Riz, huile, sucre, poisson, viande, ciment, fer, peinture, sable, béton, essence, électricité… tous les produits alimentaires et matériaux de construction deviennent hors de portée au Sénégal tant les prix ont grimpé de manière vertigineuse et inexplicable. Même le loyer et les tickets de soins de santé se sont alignés à la hausse. Cette flambée des prix s’est à ce point aggravée ces dernières semaines que le gouvernement lui-même a pris conscience du danger qu’il y avait à ne pas réagir. C’est pourquoi, d’ailleurs, il a décidé de créer une brigade de lutte contre la spéculation, celle sur les denrées de première nécessité notamment.

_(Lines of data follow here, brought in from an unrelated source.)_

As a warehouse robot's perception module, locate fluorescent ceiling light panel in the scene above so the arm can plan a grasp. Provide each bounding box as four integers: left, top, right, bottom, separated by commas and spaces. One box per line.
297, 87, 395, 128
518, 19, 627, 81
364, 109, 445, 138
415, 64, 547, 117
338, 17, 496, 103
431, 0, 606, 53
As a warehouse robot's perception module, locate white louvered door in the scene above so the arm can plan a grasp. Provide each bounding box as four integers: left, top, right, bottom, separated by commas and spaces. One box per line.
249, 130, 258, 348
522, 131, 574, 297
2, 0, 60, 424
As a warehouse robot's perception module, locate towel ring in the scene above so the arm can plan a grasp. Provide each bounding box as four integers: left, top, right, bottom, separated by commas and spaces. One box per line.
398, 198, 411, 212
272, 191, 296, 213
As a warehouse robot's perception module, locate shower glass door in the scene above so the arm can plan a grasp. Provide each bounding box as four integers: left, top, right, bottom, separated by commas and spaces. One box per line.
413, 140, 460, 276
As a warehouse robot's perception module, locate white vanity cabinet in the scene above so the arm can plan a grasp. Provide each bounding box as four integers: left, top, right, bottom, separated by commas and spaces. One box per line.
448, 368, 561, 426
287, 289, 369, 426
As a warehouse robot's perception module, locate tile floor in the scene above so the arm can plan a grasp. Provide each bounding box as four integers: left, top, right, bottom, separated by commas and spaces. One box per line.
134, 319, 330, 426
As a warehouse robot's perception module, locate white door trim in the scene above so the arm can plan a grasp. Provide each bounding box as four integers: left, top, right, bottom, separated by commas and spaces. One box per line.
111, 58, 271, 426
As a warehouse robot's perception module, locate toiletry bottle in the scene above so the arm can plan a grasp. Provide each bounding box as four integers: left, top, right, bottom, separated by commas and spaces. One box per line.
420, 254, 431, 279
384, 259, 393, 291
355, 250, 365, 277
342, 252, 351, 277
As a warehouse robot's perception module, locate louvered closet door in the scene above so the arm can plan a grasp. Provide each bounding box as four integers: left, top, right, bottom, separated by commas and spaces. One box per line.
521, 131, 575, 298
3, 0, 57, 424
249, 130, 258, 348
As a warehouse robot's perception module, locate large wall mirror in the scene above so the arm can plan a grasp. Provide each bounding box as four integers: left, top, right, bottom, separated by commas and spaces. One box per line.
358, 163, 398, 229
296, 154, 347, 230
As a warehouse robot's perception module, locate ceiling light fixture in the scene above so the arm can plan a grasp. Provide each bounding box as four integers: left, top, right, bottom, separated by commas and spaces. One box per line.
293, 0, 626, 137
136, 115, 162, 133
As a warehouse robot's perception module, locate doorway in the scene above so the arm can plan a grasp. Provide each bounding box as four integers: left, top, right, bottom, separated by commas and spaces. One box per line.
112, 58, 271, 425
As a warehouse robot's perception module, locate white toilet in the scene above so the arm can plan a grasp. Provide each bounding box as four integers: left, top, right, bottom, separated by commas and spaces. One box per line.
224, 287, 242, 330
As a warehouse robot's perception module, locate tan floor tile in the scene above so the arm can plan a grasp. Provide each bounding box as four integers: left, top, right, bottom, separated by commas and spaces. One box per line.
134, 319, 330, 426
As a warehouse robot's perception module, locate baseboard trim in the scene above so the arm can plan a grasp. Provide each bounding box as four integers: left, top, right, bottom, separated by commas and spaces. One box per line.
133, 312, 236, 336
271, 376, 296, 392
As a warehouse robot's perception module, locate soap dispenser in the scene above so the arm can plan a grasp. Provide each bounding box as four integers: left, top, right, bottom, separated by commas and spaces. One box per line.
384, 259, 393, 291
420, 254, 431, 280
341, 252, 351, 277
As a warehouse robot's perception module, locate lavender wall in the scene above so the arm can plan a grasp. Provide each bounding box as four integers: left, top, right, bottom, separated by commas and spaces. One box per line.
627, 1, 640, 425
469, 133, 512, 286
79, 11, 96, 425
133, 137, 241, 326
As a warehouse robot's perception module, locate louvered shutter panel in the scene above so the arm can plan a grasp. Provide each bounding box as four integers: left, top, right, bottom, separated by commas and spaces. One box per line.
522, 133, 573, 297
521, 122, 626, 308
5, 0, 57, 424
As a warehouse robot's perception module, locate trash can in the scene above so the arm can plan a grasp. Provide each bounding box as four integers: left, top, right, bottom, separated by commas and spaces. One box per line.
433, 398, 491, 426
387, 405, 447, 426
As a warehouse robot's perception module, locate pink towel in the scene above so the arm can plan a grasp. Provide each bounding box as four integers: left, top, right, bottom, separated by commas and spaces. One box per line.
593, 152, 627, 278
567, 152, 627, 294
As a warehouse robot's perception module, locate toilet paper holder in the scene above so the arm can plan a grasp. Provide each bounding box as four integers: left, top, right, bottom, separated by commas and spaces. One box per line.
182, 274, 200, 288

Eh bien, cette brigade mixte aura du mal à assainir le marché, surtout celui du lait, sur lequel règne sans partage une redoutable mafia. En fait, si ce produit ne connaît jamais de pénurie, c’est que son prix est devenu tellement élevé que les Sénégalais n’ont plus les moyens de l’acheter. Le lait, aliment complet comme nous l’avions appris à l’école, est devenu au Sénégal un aliment… incomplet et pauvre. Et pourtant, ce produit aurait dû être à la portée de tous les citoyens d’un pays aussi pauvre que le nôtre où les plus démunis ne se nourrissent que des plats à base de lait ou de lait caillé. Mieux, dans hôpitaux comme dans les crèches, les canaux à lait constituent des voies de réanimation idéales pour malades comateux et enfants prématurés. Sans oublier les sujets âgés ou les vieillards dont le lait est devenu l’ultime bouée de sauvetage alimentaire. Bref, le lait est un aliment nutritif indispensable à l’organisme, surtout celui des enfants et des vieillards. D’où la gravité de la situation d’otages dans laquelle les industriels du lait et autres importateurs tiennent aujourd’hui le pays en lui imposant leurs propres prix. Une situation qui a connu une aggravation inquiétante après l’alternance survenue en 2000. Car, de 1998 à 1999, le sachet de lait en poudre de 1000 g, par exemple, se vendait entre 750 fcfa et 900 fcfa. De nos jours, ce même sachet de "Baralait" coûte 1.400 fcfa, celui de lait "Jaboot" 1.500 fcfa, le "Vitalait" 1.500 fcfa, le "Laicran" 1.750 fcfa, le "Roilait" 1.500 fcfa, "Halib" 1.500 fcfa etc… Même le prix du lait et de la crème de lait concentré ou additionnés de sucre ou d’autres édulcorants comme "Bonnet Bleu", " Daraal" et compagnons de rayons ont connu des hausses exagérées de 1500 fcfa alors qu’il y a quelque trois semaines seulement, ces pots ne coûtaient que 1.100 fcfa.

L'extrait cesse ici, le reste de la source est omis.